Semin Surg Oncol. 1991 Sep-Oct;7(5):300-5. doi: 10.1002/ssu.2980070513.
Bilateral breast cancer has a cumulative incidence of 7% to 20% in patients with primary operable breast cancer, and the majority of these lesions are metachronous. A consensus on the management of the contralateral breast has been elusive. Much of the confusion arises from the fact that there exist marked differences of opinion regarding the impact of a second primary breast cancer on the overall prognosis.

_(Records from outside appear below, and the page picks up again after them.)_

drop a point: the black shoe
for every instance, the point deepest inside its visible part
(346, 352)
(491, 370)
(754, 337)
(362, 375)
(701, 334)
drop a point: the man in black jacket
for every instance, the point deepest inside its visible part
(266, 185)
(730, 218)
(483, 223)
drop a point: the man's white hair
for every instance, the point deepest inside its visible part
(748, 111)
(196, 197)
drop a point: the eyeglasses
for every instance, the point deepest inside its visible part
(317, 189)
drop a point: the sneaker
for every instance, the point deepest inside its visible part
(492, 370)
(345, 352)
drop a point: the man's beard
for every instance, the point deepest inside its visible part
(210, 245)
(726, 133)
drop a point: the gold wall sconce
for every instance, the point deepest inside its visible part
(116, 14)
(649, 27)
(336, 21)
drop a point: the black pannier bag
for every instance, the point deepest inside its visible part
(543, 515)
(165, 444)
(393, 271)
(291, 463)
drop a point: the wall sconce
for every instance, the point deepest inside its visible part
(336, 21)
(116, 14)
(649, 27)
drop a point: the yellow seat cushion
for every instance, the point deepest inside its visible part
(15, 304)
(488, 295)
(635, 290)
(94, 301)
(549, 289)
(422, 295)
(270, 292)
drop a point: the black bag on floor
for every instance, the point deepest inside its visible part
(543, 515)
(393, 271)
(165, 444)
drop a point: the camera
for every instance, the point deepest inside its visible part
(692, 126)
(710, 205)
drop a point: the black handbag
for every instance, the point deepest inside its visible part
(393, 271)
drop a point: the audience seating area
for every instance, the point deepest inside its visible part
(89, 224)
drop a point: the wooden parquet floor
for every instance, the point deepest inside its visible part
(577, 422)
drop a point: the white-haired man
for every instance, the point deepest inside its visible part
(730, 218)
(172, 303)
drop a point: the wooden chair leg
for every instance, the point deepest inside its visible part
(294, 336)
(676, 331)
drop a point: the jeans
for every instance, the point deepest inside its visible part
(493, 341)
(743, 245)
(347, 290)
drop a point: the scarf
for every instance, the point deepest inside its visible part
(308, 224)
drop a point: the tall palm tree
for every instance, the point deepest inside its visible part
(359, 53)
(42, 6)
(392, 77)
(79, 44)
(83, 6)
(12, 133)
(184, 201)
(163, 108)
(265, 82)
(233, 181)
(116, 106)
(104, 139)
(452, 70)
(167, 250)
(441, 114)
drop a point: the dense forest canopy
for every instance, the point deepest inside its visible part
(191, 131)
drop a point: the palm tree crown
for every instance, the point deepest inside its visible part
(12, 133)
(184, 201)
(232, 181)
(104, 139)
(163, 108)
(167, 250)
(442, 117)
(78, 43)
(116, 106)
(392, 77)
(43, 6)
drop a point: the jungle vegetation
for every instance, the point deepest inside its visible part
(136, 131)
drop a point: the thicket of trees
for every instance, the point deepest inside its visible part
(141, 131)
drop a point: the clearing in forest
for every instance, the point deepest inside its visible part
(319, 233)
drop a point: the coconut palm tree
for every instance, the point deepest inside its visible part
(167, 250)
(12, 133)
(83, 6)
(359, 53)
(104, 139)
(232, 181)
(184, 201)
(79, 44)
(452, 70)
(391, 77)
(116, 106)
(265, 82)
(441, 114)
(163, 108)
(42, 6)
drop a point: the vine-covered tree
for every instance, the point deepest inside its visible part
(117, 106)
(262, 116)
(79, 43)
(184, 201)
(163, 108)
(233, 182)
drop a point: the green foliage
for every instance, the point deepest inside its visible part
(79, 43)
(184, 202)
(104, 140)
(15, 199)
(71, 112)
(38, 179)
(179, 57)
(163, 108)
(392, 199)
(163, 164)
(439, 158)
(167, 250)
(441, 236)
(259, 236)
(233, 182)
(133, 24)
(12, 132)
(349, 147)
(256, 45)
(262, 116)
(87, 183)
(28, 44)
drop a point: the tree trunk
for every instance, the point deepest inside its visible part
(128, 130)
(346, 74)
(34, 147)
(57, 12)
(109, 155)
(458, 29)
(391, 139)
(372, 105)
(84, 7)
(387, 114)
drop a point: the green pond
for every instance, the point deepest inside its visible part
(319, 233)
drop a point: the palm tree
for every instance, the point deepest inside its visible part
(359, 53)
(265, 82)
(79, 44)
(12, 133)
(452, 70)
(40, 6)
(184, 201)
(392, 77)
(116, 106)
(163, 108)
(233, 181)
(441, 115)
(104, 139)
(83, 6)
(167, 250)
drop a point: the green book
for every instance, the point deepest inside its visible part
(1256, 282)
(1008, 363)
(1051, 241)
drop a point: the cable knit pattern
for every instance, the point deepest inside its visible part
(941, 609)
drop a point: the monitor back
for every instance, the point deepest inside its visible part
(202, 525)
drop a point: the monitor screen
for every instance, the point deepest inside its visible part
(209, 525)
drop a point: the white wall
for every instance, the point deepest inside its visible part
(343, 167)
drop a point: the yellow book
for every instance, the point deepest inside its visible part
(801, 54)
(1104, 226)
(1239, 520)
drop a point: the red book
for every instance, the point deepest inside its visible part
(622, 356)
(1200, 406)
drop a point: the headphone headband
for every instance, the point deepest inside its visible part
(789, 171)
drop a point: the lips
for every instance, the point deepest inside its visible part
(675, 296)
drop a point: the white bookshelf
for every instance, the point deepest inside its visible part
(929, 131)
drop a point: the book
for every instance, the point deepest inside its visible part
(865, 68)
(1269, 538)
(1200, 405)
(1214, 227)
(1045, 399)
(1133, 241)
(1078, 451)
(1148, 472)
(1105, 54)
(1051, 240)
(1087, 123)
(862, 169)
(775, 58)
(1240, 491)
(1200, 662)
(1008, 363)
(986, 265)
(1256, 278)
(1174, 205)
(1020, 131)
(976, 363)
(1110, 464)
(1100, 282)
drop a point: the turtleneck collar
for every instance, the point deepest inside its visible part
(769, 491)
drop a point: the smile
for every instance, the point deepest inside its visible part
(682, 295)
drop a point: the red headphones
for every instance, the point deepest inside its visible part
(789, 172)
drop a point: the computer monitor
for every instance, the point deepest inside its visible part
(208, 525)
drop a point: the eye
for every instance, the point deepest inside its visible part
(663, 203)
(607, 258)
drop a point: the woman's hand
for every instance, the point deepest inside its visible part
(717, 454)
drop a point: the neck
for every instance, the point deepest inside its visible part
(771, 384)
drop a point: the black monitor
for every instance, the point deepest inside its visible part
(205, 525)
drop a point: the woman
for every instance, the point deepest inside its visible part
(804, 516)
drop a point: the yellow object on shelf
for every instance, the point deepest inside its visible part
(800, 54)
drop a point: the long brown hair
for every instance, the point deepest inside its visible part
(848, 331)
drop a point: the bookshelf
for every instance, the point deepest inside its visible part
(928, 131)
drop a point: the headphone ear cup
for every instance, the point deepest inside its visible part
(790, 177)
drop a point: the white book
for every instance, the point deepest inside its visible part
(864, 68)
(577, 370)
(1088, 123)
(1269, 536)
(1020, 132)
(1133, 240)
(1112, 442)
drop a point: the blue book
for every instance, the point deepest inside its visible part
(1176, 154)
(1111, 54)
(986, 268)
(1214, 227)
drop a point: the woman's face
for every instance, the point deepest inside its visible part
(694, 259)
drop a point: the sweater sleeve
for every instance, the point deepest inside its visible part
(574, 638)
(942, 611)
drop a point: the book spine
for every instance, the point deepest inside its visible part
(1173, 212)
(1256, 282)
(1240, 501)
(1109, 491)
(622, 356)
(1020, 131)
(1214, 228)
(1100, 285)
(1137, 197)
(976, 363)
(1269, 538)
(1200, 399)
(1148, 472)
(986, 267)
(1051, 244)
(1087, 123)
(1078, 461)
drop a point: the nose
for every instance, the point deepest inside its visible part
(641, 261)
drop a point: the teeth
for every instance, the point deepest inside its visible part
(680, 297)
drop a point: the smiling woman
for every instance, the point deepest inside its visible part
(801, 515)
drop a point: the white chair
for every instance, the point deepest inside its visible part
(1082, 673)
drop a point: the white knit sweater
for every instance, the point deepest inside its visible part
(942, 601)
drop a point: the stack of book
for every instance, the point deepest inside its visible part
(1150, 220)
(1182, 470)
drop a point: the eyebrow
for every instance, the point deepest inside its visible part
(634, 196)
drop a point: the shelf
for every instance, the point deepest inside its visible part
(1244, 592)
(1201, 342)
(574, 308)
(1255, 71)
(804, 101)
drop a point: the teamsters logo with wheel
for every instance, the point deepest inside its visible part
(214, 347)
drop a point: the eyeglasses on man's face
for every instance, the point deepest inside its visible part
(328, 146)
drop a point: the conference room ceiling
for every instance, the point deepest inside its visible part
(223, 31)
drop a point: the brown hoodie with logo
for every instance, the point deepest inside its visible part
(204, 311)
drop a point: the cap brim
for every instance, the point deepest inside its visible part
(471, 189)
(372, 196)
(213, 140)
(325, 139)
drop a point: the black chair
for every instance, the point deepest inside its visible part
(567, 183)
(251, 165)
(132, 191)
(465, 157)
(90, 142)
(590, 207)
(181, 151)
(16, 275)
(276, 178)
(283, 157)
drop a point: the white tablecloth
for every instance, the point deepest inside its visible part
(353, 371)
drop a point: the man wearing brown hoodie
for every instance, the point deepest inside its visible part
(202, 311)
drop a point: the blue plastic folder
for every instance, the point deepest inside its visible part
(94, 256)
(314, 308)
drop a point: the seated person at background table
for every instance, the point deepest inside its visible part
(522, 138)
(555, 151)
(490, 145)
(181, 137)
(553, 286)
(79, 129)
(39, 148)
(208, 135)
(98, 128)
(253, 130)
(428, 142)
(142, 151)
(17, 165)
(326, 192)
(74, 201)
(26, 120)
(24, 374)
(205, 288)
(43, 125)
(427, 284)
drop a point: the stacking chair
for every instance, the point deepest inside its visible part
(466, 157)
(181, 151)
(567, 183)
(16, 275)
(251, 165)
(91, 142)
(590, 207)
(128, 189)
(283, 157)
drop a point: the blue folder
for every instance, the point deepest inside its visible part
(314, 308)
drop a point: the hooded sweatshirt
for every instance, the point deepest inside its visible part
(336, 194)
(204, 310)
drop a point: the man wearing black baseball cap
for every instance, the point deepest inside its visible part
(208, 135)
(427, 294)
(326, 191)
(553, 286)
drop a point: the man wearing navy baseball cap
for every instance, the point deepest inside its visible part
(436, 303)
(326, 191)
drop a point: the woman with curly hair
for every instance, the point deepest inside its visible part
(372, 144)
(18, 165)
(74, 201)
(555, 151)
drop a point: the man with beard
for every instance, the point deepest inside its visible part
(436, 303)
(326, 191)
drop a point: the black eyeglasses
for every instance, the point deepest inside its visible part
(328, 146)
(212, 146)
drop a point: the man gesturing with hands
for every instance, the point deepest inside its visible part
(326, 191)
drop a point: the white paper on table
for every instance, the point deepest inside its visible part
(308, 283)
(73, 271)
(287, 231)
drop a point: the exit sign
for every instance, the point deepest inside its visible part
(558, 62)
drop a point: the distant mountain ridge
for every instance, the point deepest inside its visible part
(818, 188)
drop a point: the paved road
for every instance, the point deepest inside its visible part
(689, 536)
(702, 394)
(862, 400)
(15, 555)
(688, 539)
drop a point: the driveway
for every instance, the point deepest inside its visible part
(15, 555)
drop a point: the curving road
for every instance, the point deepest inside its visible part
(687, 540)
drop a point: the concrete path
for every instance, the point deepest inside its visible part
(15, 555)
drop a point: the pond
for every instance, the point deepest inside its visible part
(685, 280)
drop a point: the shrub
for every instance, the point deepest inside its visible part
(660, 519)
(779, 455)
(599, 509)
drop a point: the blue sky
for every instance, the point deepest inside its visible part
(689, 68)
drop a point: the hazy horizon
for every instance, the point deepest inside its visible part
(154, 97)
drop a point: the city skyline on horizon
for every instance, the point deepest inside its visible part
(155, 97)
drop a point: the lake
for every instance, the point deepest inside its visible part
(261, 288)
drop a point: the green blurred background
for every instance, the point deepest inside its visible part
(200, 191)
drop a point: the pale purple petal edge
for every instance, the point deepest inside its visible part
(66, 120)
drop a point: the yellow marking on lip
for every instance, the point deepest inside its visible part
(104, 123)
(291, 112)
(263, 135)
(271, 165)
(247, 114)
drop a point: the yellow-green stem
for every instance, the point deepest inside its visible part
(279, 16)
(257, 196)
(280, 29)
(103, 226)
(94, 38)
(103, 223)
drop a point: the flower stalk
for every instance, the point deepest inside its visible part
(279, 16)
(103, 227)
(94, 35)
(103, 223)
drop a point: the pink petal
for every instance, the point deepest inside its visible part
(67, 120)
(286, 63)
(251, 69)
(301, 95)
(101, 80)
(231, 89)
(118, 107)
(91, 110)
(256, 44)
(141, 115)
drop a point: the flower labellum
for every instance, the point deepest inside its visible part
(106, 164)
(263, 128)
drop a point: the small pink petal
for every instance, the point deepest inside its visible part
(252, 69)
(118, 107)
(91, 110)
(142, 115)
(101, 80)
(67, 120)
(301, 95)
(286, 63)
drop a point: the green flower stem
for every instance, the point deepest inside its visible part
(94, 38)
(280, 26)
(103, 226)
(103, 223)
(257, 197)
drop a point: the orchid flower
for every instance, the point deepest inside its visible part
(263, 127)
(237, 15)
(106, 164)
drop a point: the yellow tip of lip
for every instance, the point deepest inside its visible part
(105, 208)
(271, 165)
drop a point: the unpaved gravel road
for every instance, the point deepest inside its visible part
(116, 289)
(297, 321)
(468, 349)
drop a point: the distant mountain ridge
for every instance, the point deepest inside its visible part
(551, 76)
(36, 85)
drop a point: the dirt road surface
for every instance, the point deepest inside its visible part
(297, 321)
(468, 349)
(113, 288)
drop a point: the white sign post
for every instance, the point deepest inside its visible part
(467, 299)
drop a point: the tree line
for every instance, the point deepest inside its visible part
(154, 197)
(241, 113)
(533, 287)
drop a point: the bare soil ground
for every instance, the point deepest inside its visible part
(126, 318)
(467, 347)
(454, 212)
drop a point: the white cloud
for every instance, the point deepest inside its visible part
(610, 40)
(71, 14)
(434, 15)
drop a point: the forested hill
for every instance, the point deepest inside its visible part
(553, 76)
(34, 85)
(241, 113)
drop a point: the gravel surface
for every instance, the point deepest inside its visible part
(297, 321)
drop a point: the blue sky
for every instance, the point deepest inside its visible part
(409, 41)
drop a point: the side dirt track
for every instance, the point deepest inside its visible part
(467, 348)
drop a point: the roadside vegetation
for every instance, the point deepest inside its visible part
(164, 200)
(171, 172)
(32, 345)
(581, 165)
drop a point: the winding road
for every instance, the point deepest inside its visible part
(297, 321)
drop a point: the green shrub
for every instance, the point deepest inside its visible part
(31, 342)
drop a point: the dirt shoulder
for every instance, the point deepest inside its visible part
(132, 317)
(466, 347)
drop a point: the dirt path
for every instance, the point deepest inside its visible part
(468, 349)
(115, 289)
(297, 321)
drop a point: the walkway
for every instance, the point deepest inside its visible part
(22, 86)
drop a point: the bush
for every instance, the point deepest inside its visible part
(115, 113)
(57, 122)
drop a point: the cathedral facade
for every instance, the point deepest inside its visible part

The risk of developing a contralateral breast cancer is influenced by the age of the patient, the presence of in situ disease, lobular histology of this new lesion, multicentricity, exposure to certain types of ionizing irradiation, and, possibly, family history of breast cancer. Management options include observation (clinical and mammographic surveillance), contralateral biopsy, and, rarely, prophylactic mastectomy. It is hoped that trials of breast cancer prevention, employing drugs such as tamoxifen, will identify agents capable of abrogating the risk of contralateral breast cancer and improve the ultimate outcome.
双侧乳腺癌在原发性可手术乳腺癌患者中的累积发病率为7%至20%,且这些病变大多为异时性。对于对侧乳房的处理尚无共识。许多困惑源于这样一个事实,即对于第二原发性乳腺癌对总体预后的影响存在明显的意见分歧。发生对侧乳腺癌的风险受患者年龄、原位疾病的存在、新病变的小叶组织学、多中心性、接触某些类型的电离辐射以及可能的乳腺癌家族史影响。处理选项包括观察(临床和乳腺X线监测)、对侧活检,以及很少采用的预防性乳房切除术。希望使用他莫昔芬等药物进行的乳腺癌预防试验能够确定能够消除对侧乳腺癌风险并改善最终结局的药物。